South Korea sharpens the line on inventorship in AI fine-tuning
On June 19, 2026, the Korean Intellectual Property Office (KIPO) released a mid-year supplement to its Examination Guidelines for AI-Related Inventions, responding to the rapid rise of AI-generated and AI-assisted R&D outputs. The practical question is no longer simply whether AI may be used in research. It is how examiners will separate inventorship from tool use when the claimed advance rests on fine-tuning, parameter retraining, domain adaptation, or the selective shaping of model outputs.
The signal from the supplement is fairly clear. South Korea is not moving toward recognizing the model itself as an inventor, but it is also not treating every AI-enabled result as a routine use of software. For applicants, the real task now is to explain human technical contribution with more discipline: who framed the problem, who designed the fine-tuning path, what technical judgments were made during adaptation, and which improvements can actually be supported by the specification.

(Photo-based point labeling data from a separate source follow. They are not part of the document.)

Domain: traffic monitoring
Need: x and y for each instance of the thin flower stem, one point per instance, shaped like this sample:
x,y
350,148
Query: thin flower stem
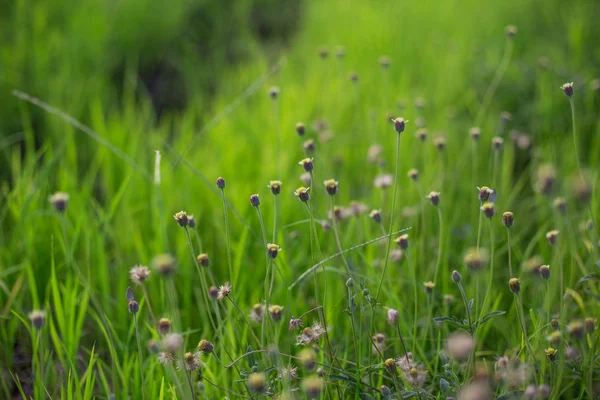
x,y
389,244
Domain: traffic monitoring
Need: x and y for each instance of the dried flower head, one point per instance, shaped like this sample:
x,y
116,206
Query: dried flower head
x,y
567,88
205,346
402,241
164,264
434,198
331,186
399,124
552,236
182,219
139,274
514,285
508,219
37,318
59,201
302,194
488,209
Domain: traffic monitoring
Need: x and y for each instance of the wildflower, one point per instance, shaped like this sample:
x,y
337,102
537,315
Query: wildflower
x,y
375,215
182,219
514,285
273,92
392,316
508,219
164,326
205,346
400,124
59,201
421,134
308,359
552,236
488,209
384,181
429,287
257,383
164,264
511,31
295,323
390,365
497,143
37,318
275,312
413,174
439,142
191,361
460,345
312,387
254,200
567,89
173,342
476,259
402,241
224,291
139,274
310,335
545,271
551,353
434,198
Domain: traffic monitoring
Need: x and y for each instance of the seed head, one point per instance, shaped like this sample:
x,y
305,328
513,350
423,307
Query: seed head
x,y
139,274
390,365
164,264
302,194
545,271
257,383
508,219
273,250
511,31
567,89
164,326
275,312
402,241
561,205
203,260
273,92
205,346
551,353
275,187
331,186
182,219
375,215
456,277
434,198
37,318
488,209
429,287
59,201
497,143
254,200
514,285
400,124
552,236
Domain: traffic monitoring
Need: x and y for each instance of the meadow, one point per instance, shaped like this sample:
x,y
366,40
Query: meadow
x,y
300,200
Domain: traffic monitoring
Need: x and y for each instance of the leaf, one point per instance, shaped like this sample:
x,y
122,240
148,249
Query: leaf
x,y
588,278
491,315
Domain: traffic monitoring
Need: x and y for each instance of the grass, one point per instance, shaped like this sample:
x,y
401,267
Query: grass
x,y
452,68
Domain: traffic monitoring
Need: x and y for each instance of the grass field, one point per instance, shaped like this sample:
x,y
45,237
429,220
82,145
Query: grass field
x,y
447,246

Inventorship turns on human contribution, not on whether AI was involved
Debates about AI inventorship are often framed too broadly. One side worries that AI will be pushed into the inventor slot. The other treats AI as nothing more than an ordinary software aid. KIPO’s latest supplement points in a narrower and more practical direction. As long as inventorship remains tied to natural persons, the examination focus is unlikely to be whether the model “created” something by itself. The real issue is whether the application shows what the human researchers actually contributed in setting the technical objective, choosing data, defining the tuning strategy, controlling parameters, selecting outputs, and validating the result.
That matters especially for a growing class of filings in which the foundation model is not proprietary, while the claimed inventive step is said to arise from later fine-tuning and deployment-oriented optimization. Many applicants still describe that stage in a thin sentence: the existing model was retrained and applied to a particular scenario. That style is becoming riskier. Once fine-tuning becomes the center of gravity, examiners will naturally ask whether the inventive contribution came from the general model, or from a human-designed adaptation scheme that changed how the technology actually works.
Fine-tuning will not be treated as a magic shortcut if the specification lacks technical judgment
The practical shift is not limited to how inventors are named. It also affects how specifications need to be written. In many AI applications, fine-tuning has been treated as a convenient background step: industry data was used, parameters were adjusted, performance improved. KIPO’s current direction is more demanding than that. If the claimed advantage depends on a specific data curation method, a loss function choice, an iteration strategy, a prompt refinement loop, a feedback filtering rule, a hyperparameter combination, or adaptation to deployment constraints, those elements are becoming harder to leave vague.
This does not mean every applicant must disclose its full training corpus or expose trade secrets. The issue is not disclosure for its own sake. The issue is whether the file reveals enough of the human technical decision-making to support the claimed advance. Why was the fine-tuning path not a mechanical application of known practice? What problem did the chosen adjustment solve with some stability? How did the real-world operating environment shape the model structure or training strategy? When those points appear only as conclusions, the application starts to look thin at exactly the place where it claims innovation.
KIPO’s approach is likely to divide filings into tool substitution and technical shaping
Applicants should expect a sharper distinction between two kinds of AI cases. The first is tool substitution: a known workflow is replaced by a generative model, a public foundation model, or a conventional fine-tuning process, without materially reshaping the underlying technical route. The second is technical shaping: the applicant reorganizes training logic, input and output constraints, data structure, model coordination, or deployment conditions around a concrete task, producing a demonstrable technical difference.
That line matters because many commercially important AI inventions are not about building a new model from scratch. They are about deeply adapting an existing one for healthcare, robotics, industrial vision, search, compliance, manufacturing, or risk control. If the application does not show that adaptation as a concrete technical shaping process, examiners may treat it as routine implementation, ordinary optimization, or simply connecting AI to an older system. At that point, inventive step becomes harder to defend, and the named inventors may also find it harder to justify who actually contributed the inventive concept.
The next adjustment is not just better drafting but better R&D records
Many companies will respond by revising patent drafting templates. That helps, but the more important work happens earlier. If inventorship is going to be tested more closely, internal records need to become more useful. Who proposed the fine-tuning target? Who decided on the data layers and labeling rules? Who set the evaluation threshold for iteration? Who determined the deployable configuration under real computing constraints? Those facts are often scattered across experiment logs, version histories, meeting notes, and product documents rather than managed as evidence that supports inventorship.
The practical value of KIPO’s supplement is that it raises the importance of those traces. Future AI filings, especially those built around fine-tuning, sector-specific adaptation, or AI-assisted research outcomes, will increasingly become contests over the ability to explain human technical contribution with precision. Applicants who can tell that story early and clearly will be in a stronger position not only for prosecution, but also for later disputes over inventorship, validity, and the real scope of the claimed advance.